Messed up permissions. Fired.

· streambinder

Assume you’re a systems administrator. And you made a mistake. A terrible mistake. The kind of mistake that make you think you’re a horrible and incompetent sysadmin. Ok, it’s me.

I was at the head of the systems from a year and was working on a bash migration script for a web-server. I just needed something to move websites and SQL instances from a server to another. Oh, useless details: I was testing that script on the same machine which I would have moved everything from. The production machine.

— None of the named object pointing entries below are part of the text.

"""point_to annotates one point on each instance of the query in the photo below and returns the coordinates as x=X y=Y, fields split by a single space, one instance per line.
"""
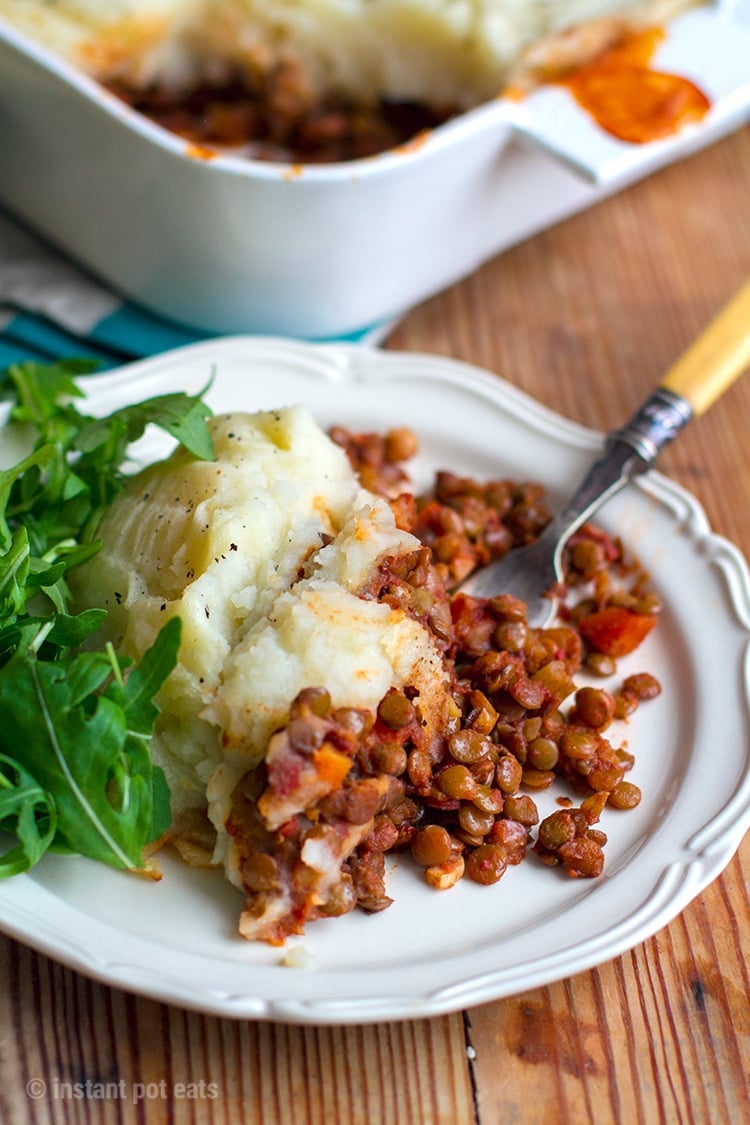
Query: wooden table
x=585 y=317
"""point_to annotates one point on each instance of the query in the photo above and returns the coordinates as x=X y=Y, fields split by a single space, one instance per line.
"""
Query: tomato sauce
x=631 y=100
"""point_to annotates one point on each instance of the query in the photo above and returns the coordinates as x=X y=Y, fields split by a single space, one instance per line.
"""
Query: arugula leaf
x=28 y=813
x=88 y=749
x=183 y=417
x=75 y=771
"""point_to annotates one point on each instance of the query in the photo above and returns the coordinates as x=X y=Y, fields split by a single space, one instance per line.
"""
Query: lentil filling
x=342 y=788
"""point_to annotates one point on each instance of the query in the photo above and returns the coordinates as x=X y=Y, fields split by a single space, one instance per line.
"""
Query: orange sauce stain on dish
x=630 y=100
x=200 y=152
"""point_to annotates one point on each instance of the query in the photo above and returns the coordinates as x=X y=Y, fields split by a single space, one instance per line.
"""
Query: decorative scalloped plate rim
x=432 y=953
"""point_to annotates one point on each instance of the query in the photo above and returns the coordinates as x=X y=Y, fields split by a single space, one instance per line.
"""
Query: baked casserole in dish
x=314 y=168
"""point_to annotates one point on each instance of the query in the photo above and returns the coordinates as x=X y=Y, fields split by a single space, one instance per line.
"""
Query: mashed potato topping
x=263 y=555
x=451 y=52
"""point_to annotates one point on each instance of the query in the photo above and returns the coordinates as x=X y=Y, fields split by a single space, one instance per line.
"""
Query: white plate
x=433 y=952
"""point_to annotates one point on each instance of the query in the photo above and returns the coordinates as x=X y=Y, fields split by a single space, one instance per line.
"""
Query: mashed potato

You know, a faulty instruction in a for or while cycle and the magic begins. As probably everyone knows, mailbox folders - as everything else in a filesystem - tend to require their own specific permissions and owners in order to work properly, and that was expected by my script: it entered every mailbox folder, in every mail domain, and fixed its permissions. Assume we are on /var/vmail/; it contains a boxes.txt file, which describes many details about mail domain, its mailboxes and many other things. Now, consider this simple snippet:

cat boxes.txt | while read mailbox; do
    mailbox_user=$(echo ${mailbox} | first_manipulation)
    mailbox_folder=$(echo ${mailbox} | latter_manipulation)
    cd ${mailbox_folder}
    chown -R ${mailbox_user} .
    cd ..

Ok, nothing evidently bad, if first_manipulation and latter_manipulation do their job. They currently didn’t.

Actually, I wrote a latter_manipulation that brought my mailbox_folder to be non-valued, or - even worse - valued with .. I wasn’t expected to handle a non-valued variable, though. The result? Assume that contained three mailboxes: streambinder, d33pcode, bamless and randomguy. My while cycle would do three iterations:

# instructions
1 cd .
chown -R streambinder
cd ..
2 cd .
chown -R d33pcode
cd ..
3 cd .
chown -R bamless
cd ..
4 cd .
chown -R randomguy
cd ..

So, starting from /var/vmail/, translated:

# instructions
1 chown -R streambinder /var/vmail/
2 chown -R d33pcode /var/vmail/
3 chown -R bamless /var/
4 chown -R randomguy /

Effective result? randomguy is the new systems administrator of that machine. He ownes everything on the machine. What about me? I’m fired.

Fortunately, it hasn’t gone that way. But as you may understand, that was a very critical situation, in which every machine service died, as no more able to read/write any of its files, sshd, too.

While both shouting against myself and searching on Google for something that could save me from getting fired, found something really useful using rpm, RedHat’s package manager. In fact, 90% of the filesystem could be repaired by resetting perms and ugids referring to packages default specifications:

for package in $(rpm -qa); do
    rpm --setperms ${package}
    rpm --setugids ${package}

Obviously it probably won’t fix anything, but most of it.

NB: this applies only on RPM-based linux distributions.

Finally, a really, really important hint about one of most useful utilies I found: use scheduled getfacl, it will save you from situations like the one above. Its man docet: «for each file, getfacl displays the file name, owner, the group, and the Access Control List (ACL)». It’s actually really useful to backup file/path permissions status, and - in case you burst again the filesystem - to restore them using setfacl (from the same package). Schedule a daily backup of filesystem permissions status, leaning to the crontab utility: crontab -e. The crontab instruction 0 0 * * * getfacl -R / > /root/backup.acl will execute the backup daily at 00:00.

This way you’ll have a daily backup of filesystem permissions and if you have to restore the situation due to a catastrophic mistake as the one I made, just run setfacl --restore=/root/backup.acl and you’re good to go and forgot about how stupid you are.